Firewalls are frequently used to prevent unauthorized Internet users from accessing private networks—especially intranets—connected to the Internet. All messages entering or leaving the intranet pass through the firewall, which examines each message and blocks those that do not meet specified security criteria.
LANs ordinarily do not work on a website model but rather on the model of a single computer that is essentially extended to an intimate cluster of such computers. Therefore the way in which each computer in a LAN gives access to each other computer in the same LAN is typically through the same sort of user interface as employed for access within a single computer.
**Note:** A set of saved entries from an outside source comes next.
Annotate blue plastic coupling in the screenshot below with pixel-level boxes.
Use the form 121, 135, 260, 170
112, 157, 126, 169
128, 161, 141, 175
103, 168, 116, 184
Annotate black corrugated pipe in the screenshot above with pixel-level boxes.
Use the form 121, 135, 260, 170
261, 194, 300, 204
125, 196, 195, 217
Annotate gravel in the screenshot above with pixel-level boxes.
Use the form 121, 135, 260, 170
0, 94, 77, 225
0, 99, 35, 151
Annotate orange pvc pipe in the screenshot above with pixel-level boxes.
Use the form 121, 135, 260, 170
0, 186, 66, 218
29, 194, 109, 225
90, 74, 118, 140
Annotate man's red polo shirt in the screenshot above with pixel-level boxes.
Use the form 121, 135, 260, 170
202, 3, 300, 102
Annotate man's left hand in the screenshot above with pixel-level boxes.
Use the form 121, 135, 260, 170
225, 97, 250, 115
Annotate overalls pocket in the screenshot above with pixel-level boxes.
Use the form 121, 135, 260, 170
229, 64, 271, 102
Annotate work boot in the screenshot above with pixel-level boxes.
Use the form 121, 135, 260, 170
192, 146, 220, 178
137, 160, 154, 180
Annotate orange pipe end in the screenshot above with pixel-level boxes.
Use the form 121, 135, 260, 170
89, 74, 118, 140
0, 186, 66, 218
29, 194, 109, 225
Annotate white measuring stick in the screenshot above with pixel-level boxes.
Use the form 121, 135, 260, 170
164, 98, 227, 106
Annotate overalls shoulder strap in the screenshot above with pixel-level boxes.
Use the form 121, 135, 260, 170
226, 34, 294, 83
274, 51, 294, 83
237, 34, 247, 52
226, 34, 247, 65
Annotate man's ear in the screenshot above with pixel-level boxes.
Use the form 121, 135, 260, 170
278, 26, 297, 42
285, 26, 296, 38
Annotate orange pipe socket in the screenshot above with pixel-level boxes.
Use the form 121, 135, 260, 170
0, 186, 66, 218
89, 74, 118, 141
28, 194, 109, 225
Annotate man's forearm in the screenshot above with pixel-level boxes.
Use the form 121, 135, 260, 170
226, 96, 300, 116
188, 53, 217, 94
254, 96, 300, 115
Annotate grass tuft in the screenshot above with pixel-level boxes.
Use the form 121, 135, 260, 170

More specifically, access is commonly either:                via a DOS-like or Unix-like console application requiring syntactically correct command entries; or        via a “Windows® Explorer” graphical user interface, i.e. a graphical tabulation with drag-and-drop capability.In either of these main interface types, the files in all the computers are presented essentially as if they were in a single computer with numerous hard-disc storage devices.        
Commercial proofing-service operations, in contrast, conventionally operate on a website model—in other words, using HTML-driven displays, data-entry options and so forth; and with hyperlinks presented in the now-customary Internet style. Therefore operation of a proofing service over a LAN as such, although probably possible, would be a departure from the prior art.
Another conventional network type is sometimes called an “intranet”. This mechanism or structure encompasses LANs, and in fact may actually include many LANs.
Like a LAN, an intranet is not a “generally available network” but rather usually owned by, and strictly for use of employees in, a single business entity. An intranet also is usually isolated by firewalls from the Internet and other generally available networks.
An intranet is a network based on TCP/IP protocols (an Internet) belonging to an organization, usually a corporation, accessible only by the organization's members, employees, or others with authorization. An intranet's websites look and act just like any other websites, but the firewall surrounding an intranet fends off unauthorized access.
Like the Internet itself, intranets are used to share information. Secure intranets are now the fastest-growing segment of the network field, because they are much less expensive to build and manage than private networks based on proprietary protocols.
An intranet may differ from a LAN by being far greater in scope and geographical extent. For instance an entity may have plural or multiple widely separated facilities, even situated in different cities or on different continents, and these may be interconnected by proprietary (owned or leased) network conduits—whether telephone leaselines or optical fibers—to form an intranet.
Such an intranet is typically set up with its own internal e-mail system, and with practically any features that the owner entity has its technicians build in; however, by far the most popular way to configure an intranet is through use of the same TCP/IP models used in the Internet. As noted earlier, intranets have not previously been associated with operation of a remote hardcopy proofing service, but it is probably very common for one or another participant in such a proofing service to be operating within an intranet.
Certain other observations regarding conventional use of an intranet are regarded as insights of the present inventors, rather than being generally recognized; and hence are not presented here. They are considered part of the inventive act and appear in the following section of this document.
(d) Conclusion—The foregoing discussion shows that problems of security, transmission time and reliability continue to impede achievement of uniformly excellent proofing-service operations. Therefore important aspects of the technology and business practices used in the field of the invention remain amenable to useful refinement.